In a report published on Monday the CBI claims that 240,000 new homes are needed to be built each year – double the current level – and that politicians have got into the habit of putting off big decisions until they are overdue.

CBI’s deputy director general Katja Hall said: “A perfect storm is brewing in the housing market. With demographic changes and demand currently outstripping supply, now is the time for action.”

Independent consultant Lynda Addison said: “There is definitely a need for new garden developments in the South East and beyond, as we cannot just expand existing places. But it is not necessarily helpful to put a specific number on how many garden cities are needed or how many houses we provide. How many and how large are very dependent on what else takes place and where.

“We need to create places that work from a social point of view and developing garden cities takes a very long time – you cannot create one in the timescale being talked about but can start the process. Sustainable transportation also has to be planned as an integral part of new settlements.”

Masterplanning firm Wei Yang & Partners suggested the most suitable location for a new wave of garden cities in the South East is on an arc stretching from Southampton to Oxford, Cambridge and Felixstowe.

“Transport connections are good into this area but more funding would be needed for inner city public transport, such as light rail, and for garden cities to become properly connected to elsewhere,” Wei Yang said. “It’s important for the new towns and garden cities to be designed and implemented property and for them to be part of national policy with consistent cross party support.”

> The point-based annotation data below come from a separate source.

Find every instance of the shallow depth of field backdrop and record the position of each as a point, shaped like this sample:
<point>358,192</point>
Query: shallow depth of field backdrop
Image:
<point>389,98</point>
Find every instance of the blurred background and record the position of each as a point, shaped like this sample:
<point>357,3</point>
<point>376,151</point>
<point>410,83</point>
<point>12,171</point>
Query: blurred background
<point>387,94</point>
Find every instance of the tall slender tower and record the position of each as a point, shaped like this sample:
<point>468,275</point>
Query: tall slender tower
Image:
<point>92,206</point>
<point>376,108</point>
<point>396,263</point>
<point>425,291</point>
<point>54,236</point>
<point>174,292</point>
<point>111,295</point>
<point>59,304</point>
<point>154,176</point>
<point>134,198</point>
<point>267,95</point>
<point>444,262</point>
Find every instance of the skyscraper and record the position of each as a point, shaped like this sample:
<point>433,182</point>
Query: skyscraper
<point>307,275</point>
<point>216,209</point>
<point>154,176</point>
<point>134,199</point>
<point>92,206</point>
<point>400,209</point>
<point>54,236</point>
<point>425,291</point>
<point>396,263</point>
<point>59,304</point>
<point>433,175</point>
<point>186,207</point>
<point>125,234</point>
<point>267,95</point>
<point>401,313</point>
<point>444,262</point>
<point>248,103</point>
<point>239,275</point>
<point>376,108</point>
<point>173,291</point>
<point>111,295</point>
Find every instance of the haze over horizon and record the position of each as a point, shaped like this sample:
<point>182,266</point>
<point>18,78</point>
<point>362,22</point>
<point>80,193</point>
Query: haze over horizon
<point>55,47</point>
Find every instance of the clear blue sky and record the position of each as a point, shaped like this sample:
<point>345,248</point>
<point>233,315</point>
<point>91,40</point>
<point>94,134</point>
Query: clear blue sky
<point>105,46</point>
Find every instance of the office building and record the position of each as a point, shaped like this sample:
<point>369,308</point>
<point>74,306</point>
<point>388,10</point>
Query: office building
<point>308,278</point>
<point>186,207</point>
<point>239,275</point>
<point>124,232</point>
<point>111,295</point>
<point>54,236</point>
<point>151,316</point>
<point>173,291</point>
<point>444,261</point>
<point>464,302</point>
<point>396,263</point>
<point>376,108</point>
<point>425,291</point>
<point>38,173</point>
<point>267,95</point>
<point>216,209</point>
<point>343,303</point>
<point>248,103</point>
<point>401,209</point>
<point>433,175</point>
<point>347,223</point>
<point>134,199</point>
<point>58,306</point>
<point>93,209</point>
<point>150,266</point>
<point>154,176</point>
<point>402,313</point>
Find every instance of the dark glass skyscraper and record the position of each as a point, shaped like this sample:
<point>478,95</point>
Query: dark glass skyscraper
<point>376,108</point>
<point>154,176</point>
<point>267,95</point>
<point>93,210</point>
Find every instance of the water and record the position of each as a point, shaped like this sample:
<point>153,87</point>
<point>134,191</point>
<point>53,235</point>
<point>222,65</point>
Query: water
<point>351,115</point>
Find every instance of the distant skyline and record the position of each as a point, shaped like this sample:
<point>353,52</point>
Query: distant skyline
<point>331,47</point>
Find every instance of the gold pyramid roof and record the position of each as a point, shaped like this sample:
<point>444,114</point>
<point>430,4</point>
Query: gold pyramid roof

Last week urban designer David Rudlin won the Wolfson Economics Prize for arguing that a Garden Cities Act should be introduced by the next Government to allow existing towns and cities to bid for garden city status, allowing them to double in size.

Up to 40 cities in England could be doubled in size, he said, including Northampton, Norwich, Oxford, Rugby, Reading and Stafford. He suggested that trams or bus rapid transit schemes could connect city centres with outlying extensions.